C'est lorsqu'on ne reconnaît plus le sens d'un mot qui nous est pourtant intimement familier, lorsqu'on suppose qu'un détournement de sa signification a eu lieu sans pour autant saisir à quel moment, au cours de quel détour rhétorique (à la suite de quel sophisme…) et surtout dans quel but il s'est produit, lorsqu'à partir de prémisses qui semblent de bon sens l'on est confronté à des conclusions qui sonnent faux, lorsqu'une certaine répétition obsédante d'une petite musique de persuasion nous assaille, c'est alors que l'on se rend compte avec effroi que nous vivons déjà dans un monde orwellien. le mot dont parle ce livre, c'est « le bonheur » ; le détour idéologique, c'est la dénommée « psychologie positive » née de Martin Seligman au tournant du XXIe siècle ; la résonnance de cette mélodie incantatoire, et la raison de son fulgurant succès mondial dans un si grand espace de notre vie sociale et économique, sont à mettre en relation avec son absolue compatibilité, sa congruence, la coïncidence de ses finalités avec le néolibéralisme.

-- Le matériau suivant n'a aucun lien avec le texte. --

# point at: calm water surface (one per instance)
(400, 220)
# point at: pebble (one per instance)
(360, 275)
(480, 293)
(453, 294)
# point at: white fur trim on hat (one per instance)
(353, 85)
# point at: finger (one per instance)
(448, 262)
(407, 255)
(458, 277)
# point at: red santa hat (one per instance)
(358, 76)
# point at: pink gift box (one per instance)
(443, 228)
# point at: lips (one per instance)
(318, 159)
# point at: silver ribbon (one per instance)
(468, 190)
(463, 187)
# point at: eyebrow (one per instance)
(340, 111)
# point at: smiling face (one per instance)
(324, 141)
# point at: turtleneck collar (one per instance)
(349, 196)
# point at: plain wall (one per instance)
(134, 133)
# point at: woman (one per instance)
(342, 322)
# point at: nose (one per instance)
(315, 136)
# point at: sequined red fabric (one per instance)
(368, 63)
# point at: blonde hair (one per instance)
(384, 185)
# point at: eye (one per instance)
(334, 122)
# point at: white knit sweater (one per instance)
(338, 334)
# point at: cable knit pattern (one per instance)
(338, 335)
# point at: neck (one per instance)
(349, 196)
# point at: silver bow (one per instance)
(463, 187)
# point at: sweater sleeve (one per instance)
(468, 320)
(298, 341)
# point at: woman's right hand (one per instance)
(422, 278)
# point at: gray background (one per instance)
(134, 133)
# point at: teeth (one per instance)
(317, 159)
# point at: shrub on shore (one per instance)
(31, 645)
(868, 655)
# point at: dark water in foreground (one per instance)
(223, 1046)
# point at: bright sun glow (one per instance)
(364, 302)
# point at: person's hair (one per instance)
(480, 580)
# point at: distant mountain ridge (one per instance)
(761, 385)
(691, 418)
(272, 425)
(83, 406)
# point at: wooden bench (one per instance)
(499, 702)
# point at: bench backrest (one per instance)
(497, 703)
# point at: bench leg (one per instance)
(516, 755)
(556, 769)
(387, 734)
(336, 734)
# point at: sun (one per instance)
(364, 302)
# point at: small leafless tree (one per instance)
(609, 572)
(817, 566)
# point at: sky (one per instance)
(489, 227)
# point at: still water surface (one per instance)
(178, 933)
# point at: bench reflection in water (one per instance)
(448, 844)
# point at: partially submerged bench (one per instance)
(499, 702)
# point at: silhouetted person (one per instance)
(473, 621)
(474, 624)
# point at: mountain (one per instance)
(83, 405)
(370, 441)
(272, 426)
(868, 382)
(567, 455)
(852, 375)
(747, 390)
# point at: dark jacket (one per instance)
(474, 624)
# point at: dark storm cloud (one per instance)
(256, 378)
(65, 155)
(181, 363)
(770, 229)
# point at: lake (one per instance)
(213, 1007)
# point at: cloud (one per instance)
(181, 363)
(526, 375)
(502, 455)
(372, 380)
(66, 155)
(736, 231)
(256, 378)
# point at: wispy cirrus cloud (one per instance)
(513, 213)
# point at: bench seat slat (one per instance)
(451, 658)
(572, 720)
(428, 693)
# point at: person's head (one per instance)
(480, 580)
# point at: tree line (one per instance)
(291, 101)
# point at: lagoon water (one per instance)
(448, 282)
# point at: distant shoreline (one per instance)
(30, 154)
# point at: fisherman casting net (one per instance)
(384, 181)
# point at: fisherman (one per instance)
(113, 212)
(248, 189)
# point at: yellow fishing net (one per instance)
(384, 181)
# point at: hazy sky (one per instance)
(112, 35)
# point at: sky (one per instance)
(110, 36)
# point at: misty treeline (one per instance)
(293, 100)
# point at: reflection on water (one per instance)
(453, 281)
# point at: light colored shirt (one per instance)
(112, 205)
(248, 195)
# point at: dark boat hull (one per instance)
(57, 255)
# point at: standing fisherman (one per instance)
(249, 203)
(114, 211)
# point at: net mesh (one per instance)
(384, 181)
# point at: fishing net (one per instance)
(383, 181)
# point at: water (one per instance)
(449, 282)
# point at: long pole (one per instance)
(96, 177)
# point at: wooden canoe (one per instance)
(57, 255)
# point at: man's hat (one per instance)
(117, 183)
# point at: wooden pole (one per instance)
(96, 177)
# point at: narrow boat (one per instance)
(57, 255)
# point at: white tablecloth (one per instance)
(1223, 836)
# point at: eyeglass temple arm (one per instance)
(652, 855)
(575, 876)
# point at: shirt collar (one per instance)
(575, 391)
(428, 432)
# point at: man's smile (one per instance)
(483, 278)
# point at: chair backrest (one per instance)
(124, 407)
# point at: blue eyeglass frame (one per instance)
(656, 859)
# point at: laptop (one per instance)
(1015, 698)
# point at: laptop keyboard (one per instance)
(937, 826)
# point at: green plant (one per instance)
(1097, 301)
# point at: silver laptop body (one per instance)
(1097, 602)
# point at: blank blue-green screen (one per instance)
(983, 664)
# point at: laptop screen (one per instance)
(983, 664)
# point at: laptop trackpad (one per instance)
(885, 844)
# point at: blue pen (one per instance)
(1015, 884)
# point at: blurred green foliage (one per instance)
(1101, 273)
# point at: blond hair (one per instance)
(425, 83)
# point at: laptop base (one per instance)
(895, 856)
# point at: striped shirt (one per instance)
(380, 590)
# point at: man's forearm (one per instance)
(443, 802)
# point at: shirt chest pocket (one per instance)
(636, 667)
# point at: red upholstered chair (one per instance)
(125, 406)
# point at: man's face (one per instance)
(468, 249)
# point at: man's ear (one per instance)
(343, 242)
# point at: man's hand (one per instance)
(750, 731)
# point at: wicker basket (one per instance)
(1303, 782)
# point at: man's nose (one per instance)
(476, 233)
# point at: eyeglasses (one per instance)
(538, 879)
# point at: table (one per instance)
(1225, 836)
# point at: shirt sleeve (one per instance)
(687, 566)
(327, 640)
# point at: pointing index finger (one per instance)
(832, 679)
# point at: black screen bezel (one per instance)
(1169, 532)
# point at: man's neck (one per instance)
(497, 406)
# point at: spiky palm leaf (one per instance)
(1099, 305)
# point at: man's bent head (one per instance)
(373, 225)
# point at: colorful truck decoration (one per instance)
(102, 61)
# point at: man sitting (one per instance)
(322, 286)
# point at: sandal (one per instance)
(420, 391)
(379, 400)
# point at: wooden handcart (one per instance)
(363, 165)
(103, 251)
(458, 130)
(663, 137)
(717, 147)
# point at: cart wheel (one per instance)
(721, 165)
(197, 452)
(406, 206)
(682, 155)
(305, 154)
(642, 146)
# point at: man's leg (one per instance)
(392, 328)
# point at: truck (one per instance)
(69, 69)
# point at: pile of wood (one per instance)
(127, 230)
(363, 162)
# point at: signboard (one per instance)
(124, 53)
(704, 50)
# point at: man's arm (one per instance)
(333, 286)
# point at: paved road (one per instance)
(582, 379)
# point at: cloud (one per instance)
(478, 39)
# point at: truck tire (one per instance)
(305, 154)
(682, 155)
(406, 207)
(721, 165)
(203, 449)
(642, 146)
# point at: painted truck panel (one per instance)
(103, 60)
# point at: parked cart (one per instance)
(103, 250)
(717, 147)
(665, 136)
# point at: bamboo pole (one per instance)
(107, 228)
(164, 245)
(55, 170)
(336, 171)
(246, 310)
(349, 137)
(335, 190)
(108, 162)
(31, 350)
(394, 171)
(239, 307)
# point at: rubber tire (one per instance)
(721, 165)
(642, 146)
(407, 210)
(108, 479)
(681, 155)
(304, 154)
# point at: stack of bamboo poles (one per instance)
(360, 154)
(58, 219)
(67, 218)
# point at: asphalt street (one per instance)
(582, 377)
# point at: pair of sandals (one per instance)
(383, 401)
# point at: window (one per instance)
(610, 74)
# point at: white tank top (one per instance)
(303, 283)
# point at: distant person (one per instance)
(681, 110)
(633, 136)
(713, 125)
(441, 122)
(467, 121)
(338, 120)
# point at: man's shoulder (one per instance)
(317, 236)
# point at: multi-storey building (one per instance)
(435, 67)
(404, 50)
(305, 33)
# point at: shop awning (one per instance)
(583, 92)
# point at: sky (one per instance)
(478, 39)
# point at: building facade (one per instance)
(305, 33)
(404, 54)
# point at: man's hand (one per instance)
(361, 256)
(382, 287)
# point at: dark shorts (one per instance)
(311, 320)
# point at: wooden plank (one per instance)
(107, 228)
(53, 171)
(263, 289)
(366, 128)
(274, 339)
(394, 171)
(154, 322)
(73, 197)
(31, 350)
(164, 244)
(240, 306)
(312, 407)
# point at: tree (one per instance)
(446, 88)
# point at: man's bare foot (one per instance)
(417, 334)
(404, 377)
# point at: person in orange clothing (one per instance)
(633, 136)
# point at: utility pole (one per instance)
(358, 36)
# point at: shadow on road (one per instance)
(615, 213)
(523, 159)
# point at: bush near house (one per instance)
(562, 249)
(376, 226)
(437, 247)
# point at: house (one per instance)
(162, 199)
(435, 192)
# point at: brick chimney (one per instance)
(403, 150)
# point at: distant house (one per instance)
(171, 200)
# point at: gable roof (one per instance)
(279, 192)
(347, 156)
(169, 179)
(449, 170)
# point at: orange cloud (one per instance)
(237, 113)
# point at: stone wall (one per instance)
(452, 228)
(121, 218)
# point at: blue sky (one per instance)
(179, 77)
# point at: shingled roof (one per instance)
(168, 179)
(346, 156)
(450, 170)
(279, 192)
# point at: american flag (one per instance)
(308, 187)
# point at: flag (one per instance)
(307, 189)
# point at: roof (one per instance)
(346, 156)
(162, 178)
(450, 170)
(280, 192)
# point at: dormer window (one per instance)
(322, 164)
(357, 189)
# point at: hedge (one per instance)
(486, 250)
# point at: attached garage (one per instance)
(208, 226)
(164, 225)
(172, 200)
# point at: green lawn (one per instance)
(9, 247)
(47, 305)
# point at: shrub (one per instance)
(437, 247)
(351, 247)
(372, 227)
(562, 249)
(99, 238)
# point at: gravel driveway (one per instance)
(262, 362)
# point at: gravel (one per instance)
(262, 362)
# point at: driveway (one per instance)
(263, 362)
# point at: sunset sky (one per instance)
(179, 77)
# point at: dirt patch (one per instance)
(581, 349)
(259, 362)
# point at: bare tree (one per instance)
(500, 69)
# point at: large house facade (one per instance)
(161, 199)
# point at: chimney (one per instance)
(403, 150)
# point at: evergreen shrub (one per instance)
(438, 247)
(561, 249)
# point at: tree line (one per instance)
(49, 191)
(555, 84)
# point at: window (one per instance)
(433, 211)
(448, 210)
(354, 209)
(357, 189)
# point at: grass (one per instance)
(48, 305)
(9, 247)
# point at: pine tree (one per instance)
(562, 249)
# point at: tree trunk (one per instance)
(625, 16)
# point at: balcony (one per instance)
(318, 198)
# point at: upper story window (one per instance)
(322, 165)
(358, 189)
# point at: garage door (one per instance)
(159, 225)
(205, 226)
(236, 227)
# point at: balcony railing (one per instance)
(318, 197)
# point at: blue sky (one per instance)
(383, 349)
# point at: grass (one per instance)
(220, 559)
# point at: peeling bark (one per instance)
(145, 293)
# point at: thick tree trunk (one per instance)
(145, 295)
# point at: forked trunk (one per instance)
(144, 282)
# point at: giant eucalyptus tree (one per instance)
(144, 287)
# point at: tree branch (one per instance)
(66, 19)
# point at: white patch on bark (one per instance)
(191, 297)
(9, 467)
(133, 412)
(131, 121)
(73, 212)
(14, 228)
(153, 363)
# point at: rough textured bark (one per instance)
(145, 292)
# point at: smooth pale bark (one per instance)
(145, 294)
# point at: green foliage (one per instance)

Fondée à la fois sur une négation axiomatique du savoir psychologique pluri-centenaire fondé sur thérapeutique des pathologies psychiques, la psychologie positive a d'abord une visée inverse : responsabiliser toute personne, et d'autant plus les « saines », au sujet de leur propre bonheur, quantifiable, universel, individuel, décontextualisé et toujours absent, toujours insuffisant, toujours perfectible – à l'instar de la flèche du paradoxe de Zénon –, en leur faisant d'abord accepter les adversités comme autant d'opportunités pour affiner leurs qualités de résilience. La poursuite du bonheur, axiome indiscutable sous peine des stigmates de « malade » et de « déméritant », est une voie unique, un idéal imposé, une norme en passe de devenir impérative, dans des contextes multiples. En effet, si ce bonheur-ci est essentiellement politique, mètre et objectif des politiques publiques, critère d'évaluation du progrès social, fondement d'une métamorphose de la morale (ch. Ier), il devient aussi argument d'autorité, tout particulièrement en temps d'incertitudes et de précarisation sociale (ch. II). En particulier, l'idéologie du bonheur a colonisé irréversiblement le monde du travail (ch. III). Mais le bonheur de la psychologie positive est devenu aussi une industrie en soi, voire une « marchandise fétiche », dont les produits sont les thérapies positives, la littérature du self-help et du développement personnel, voire même des applications téléphoniques ad hoc (ch. IV)… En élargissant les champs d'application de cette idéologie, on la découvre en outre déjà opérante (sans surprise) dans les armées, mais aussi dans le langage, comme système d'évaluation du normal et de l'anormal, du sain et su maladif, des émotions « positives » et « négatives ». En somme, dans l'happycratie, le règne du bonheur, il est question d'un ensemble simplifié à l'extrême de critères de jugement des comportements, actes et sentiments qui a pour effet une culpabilisation du souffrant, un discrédit de tout autre but existentiel que celui qui est imparti ; il contient enfin d'implacables moyens de déconsidérer non seulement les critiques de son idéologie pernicieuse, mais la pensée critique tout entière.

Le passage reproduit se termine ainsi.